A fine line between criticism and incitement
Is Woodcock criticizing Israel or inciting violence?
For Jonathan Miller, a Jewish Democrat who chairs Gov. Beshear’s antisemitism task force, it’s most certainly the latter.
“I strongly support what the university has done,” he told me. “I am a passionate defender of the First Amendment and support the peaceful protest of Israel. The nature of college should be about hearing both sides of issues.
“But what I think is actionable is a call for war, a call for violence against Israel — I think that does threaten safety and security of folks on campus, and I think it’s wise to investigate this.”
As an example of how complicated the issue is, Miller is also concerned about Trump’s attempts to shackle higher education.
“Using antisemitism as a front to go after what should be protected free speech and use it as a lever to reshape academia is entirely inappropriate,” he said. “As someone who believes there has been a rise in antisemitism, I don’t appreciate when it’s used as a tool to go after other folks who don’t fall into these guidelines.”
But for Republican activist Michael Frazier, who founded the Kentucky Student Rights Coalition, the Woodcock case shows how much UK has caved to political pressure.
“Criticism of Israel — or any foreign government — is protected under the First Amendment. Those who disagree are free to respond with their own speech, but government entities cannot suppress it,” he wrote in a recent Herald-Leader guest column.
In a subsequent statement, Frazier said the case showed UK playing politics rather than protecting academic freedom. “While I personally find Professor Woodstock’s views immoral and repugnant, the university’s actions appear less about principle and more about politics,” he said.
The American Association of University Professors have been the most stalwart defenders of academic freedom since its founding in 1915; the UK chapter has not yet made a formal statement, but chapter director Jennifer Cramer said, “It appears that his academic freedom has been violated.”
One of Woodcock’s possible supporters would have been the UK Faculty Senate, but it was abolished last year by the Capilouto administration, ending shared governance at Kentucky’s flagship university.
“Personally, I think this is all connected,” Cramer said. “This is one more case where the administration is chipping away at faculty autonomy.”
Woodcock’s fate will be first determined by UK’s investigation, and will no doubt end up in court.
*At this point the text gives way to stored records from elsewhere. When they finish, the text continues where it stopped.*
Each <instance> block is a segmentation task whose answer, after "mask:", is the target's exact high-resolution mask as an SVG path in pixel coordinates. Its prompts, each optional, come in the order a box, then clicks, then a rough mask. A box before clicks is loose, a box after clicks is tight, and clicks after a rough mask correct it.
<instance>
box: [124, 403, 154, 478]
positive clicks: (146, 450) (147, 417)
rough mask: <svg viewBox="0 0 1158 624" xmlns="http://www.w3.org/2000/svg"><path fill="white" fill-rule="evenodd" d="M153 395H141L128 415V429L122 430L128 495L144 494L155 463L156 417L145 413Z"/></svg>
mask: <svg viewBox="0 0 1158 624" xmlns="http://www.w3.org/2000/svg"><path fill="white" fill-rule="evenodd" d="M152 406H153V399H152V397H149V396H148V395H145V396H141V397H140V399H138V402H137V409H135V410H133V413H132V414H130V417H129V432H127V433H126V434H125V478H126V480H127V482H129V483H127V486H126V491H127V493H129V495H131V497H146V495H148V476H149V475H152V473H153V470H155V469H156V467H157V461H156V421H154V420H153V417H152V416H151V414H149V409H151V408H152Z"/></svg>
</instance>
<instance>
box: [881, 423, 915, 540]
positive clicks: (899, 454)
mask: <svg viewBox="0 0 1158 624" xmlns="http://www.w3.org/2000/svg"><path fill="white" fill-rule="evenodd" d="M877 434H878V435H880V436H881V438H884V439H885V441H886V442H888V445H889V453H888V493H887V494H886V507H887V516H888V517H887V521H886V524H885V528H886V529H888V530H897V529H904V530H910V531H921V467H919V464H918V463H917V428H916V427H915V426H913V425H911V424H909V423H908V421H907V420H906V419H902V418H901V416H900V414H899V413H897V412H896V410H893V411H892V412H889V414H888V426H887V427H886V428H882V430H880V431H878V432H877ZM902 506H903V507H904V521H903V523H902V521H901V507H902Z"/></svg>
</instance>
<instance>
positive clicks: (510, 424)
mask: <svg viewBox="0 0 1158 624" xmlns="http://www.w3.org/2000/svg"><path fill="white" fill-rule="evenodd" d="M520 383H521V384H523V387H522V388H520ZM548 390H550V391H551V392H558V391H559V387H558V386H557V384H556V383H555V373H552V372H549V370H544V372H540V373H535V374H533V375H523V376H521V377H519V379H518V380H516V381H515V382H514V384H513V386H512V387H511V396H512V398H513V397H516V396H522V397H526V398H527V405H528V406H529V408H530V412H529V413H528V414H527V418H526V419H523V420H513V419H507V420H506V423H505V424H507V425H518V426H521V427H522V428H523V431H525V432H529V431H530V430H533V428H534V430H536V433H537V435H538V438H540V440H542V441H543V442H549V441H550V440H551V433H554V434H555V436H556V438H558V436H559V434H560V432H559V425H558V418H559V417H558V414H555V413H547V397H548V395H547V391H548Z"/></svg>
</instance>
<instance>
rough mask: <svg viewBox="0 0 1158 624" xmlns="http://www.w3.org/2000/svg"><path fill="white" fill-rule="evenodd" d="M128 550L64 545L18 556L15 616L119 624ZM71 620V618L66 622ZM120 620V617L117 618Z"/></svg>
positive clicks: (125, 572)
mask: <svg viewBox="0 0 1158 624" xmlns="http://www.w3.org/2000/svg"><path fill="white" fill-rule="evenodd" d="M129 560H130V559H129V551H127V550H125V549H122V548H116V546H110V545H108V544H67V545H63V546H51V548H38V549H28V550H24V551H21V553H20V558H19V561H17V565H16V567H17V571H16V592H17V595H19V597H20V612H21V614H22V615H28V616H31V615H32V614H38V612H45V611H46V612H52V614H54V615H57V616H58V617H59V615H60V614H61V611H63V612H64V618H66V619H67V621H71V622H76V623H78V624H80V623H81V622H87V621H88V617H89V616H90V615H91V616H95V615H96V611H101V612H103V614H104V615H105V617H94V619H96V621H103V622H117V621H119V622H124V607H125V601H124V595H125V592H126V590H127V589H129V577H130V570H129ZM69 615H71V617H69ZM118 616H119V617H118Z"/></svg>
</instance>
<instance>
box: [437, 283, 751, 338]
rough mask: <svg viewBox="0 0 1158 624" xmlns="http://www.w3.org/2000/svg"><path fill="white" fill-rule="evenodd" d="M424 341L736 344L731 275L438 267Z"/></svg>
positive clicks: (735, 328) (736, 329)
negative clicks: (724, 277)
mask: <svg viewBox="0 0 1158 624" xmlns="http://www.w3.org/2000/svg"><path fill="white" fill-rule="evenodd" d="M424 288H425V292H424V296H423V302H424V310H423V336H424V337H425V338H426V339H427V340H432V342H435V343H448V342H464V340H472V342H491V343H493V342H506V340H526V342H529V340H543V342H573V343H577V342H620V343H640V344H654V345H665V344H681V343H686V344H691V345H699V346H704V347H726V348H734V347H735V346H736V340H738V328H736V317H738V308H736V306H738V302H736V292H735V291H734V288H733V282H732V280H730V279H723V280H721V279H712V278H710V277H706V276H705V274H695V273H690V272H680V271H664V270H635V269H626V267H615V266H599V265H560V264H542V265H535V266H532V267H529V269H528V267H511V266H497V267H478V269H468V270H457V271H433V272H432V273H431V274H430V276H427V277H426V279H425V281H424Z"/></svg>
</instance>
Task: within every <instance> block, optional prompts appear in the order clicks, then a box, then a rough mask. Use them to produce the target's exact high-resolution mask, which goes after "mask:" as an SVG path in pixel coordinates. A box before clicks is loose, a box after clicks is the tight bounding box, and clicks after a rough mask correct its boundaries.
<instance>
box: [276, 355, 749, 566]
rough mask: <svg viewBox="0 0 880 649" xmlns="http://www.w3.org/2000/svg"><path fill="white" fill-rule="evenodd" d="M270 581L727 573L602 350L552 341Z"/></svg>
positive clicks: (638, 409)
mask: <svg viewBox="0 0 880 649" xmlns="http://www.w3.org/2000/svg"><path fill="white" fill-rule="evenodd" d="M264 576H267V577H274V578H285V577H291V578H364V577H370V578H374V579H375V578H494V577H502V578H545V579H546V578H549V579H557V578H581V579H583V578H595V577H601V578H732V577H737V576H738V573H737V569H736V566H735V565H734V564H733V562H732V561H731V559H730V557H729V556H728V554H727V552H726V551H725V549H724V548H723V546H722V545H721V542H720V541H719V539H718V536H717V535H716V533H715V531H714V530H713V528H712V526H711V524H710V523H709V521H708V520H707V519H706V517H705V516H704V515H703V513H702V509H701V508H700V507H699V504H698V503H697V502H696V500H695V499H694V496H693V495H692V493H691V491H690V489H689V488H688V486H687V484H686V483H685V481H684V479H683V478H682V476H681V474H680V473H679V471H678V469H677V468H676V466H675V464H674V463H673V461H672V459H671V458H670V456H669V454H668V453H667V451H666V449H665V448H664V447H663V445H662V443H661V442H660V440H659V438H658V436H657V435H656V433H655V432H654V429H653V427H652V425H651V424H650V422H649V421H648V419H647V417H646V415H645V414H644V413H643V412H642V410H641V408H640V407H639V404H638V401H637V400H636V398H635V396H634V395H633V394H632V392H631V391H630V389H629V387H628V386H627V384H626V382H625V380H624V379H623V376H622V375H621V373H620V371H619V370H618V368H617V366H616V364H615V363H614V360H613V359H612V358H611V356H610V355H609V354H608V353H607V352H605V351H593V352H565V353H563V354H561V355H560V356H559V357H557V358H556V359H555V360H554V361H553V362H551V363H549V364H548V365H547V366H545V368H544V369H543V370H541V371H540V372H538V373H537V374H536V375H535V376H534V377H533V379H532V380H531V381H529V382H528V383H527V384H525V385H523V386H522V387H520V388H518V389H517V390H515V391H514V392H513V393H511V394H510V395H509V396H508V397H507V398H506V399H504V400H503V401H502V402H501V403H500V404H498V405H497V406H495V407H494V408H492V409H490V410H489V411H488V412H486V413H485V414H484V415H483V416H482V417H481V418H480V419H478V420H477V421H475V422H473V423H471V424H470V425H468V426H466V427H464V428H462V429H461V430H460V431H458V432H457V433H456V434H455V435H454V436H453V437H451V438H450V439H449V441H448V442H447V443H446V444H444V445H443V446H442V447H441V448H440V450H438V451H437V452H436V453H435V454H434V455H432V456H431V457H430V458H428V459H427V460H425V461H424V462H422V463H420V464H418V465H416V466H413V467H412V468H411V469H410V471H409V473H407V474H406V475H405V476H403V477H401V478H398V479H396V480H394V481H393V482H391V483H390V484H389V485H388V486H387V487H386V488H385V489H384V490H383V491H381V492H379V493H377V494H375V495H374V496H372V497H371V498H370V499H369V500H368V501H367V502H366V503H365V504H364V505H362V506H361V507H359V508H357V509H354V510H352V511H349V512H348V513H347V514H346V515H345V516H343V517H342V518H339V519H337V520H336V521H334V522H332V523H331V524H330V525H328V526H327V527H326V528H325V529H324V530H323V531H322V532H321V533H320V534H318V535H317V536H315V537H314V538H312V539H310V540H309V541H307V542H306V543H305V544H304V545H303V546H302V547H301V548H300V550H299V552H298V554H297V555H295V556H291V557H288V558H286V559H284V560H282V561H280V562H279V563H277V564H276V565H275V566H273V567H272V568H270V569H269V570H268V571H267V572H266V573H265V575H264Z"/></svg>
In some ways, UK is in an impossible situation, trapped between the traditional liberal values of academic freedom and intellectual inquiry and a state and federal government now determined to punish them.
But this issue is important, not because of Woodcock’s extreme views, but because of what his case represents.
As Donald Trump assembles a personal army in Washington D.C., as he extorts universities to gain control over enrollment and curriculum, as he creates an authoritarian government with the help from all too willing GOP lawmakers, pushback has to come from people standing up for constitutional principles in small, but important ways.
No matter how the UK investigation ends, Woodcock’s case is one of those ways.